Arbeitgeber auf dem Prüfstand

Geschrieben am 05.02.2008 um 08:52 Uhr von Jeanette-Freya Enders

 

jobvoting.jpgInternetportale über Internetportale! Ich habe in dieser Richtung schon lange nichts Neues mehr aufgetan. Heute ist es wieder einmal so weit. Neben einer nicht enden wollenden Anzahl an Social Communities mit dem Ziel der Bespaßung ihrer Mitglieder oder auch deren beruflich relevanter Vernetzung sowie Bewertungsportalen für Schüler; Lehrer, Unis etc. geraten langsam auch die Arbeitgeber in Bedrängnis.

Nach dem gleichen Prinzip wie MeinProf.de, wo Studenten die Möglichkeit haben ihre Dozenten zu bewerten, funktioniert das ganze auch bei Jobvoting.de.

In einem Vorstellungsgespräch stellen sich Unternehmen und Firma einander vor. Ein intensives gegenseitiges Kennenlernen ist nur selten möglich. Die Folge davon ist, dass einem die Details des Gegenübers, seien sie nun gut oder schlecht, oft verborgen bleiben. Bewertungsportale wie Jobvoting.de versuchen Abhilfe zu schaffen. Noch fehlt es Seiten dieser Art an der entsprechenden Aufmerksamkeit, aber ich bin mir ziemlich sicher, dass die Nutzerzahl weiter steigen wird.
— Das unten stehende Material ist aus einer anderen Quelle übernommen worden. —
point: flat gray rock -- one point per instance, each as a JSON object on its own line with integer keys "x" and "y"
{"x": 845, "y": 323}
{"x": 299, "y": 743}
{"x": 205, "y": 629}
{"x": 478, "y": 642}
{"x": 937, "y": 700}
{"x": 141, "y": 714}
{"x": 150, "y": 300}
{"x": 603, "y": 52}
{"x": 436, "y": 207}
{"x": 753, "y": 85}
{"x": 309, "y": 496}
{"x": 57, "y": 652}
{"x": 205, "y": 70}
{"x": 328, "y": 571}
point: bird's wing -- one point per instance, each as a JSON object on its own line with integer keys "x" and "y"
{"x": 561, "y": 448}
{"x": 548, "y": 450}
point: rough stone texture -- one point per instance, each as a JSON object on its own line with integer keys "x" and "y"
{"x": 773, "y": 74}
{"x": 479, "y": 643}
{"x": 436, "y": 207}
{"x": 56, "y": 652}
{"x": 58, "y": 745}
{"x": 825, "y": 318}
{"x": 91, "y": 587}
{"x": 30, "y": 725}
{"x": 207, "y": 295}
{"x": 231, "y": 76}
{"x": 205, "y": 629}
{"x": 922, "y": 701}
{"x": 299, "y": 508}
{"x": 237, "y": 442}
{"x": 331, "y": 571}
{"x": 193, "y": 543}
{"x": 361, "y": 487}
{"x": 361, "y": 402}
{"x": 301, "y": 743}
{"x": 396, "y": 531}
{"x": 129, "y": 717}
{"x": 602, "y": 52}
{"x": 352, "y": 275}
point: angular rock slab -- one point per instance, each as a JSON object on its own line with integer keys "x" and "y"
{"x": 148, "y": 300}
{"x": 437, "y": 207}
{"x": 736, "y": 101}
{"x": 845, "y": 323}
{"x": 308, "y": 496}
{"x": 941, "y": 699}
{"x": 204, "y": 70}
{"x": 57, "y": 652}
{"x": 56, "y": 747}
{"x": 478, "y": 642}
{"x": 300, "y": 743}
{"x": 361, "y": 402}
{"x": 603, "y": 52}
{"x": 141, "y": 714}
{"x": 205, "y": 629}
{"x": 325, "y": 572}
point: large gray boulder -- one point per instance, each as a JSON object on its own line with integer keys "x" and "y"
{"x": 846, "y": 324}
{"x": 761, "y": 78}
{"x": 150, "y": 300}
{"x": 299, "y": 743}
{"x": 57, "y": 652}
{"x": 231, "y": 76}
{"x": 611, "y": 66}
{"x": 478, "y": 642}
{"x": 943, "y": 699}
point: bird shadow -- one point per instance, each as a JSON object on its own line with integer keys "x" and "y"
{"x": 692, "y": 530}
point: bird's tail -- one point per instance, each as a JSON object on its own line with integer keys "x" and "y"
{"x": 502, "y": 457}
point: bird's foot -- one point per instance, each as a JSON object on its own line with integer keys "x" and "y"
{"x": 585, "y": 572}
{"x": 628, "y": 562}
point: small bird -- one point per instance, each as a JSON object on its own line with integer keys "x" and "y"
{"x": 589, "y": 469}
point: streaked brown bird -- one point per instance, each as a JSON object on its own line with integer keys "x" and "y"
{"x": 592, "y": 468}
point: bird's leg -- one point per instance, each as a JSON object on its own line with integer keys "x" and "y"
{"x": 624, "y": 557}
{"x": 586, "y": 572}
Die Bewertung des Arbeitgebers durch seine Arbeitnehmer erfolgt natürlich anonym. Man kann zwischen einer Kurzbewertung und einer ausführlichen Variante wählen. In der ausführlichen Bewertung werden neben einer Gesamtbeschreibung der Gegebenheiten im Unternehmen die Kollegen, Vorgesetzen und Aufgaben benotet. Daneben existiert die Möglichkeit, über ein Freitextfeld die gemachten Erfahrungen in eigenen Worten wieder zu geben.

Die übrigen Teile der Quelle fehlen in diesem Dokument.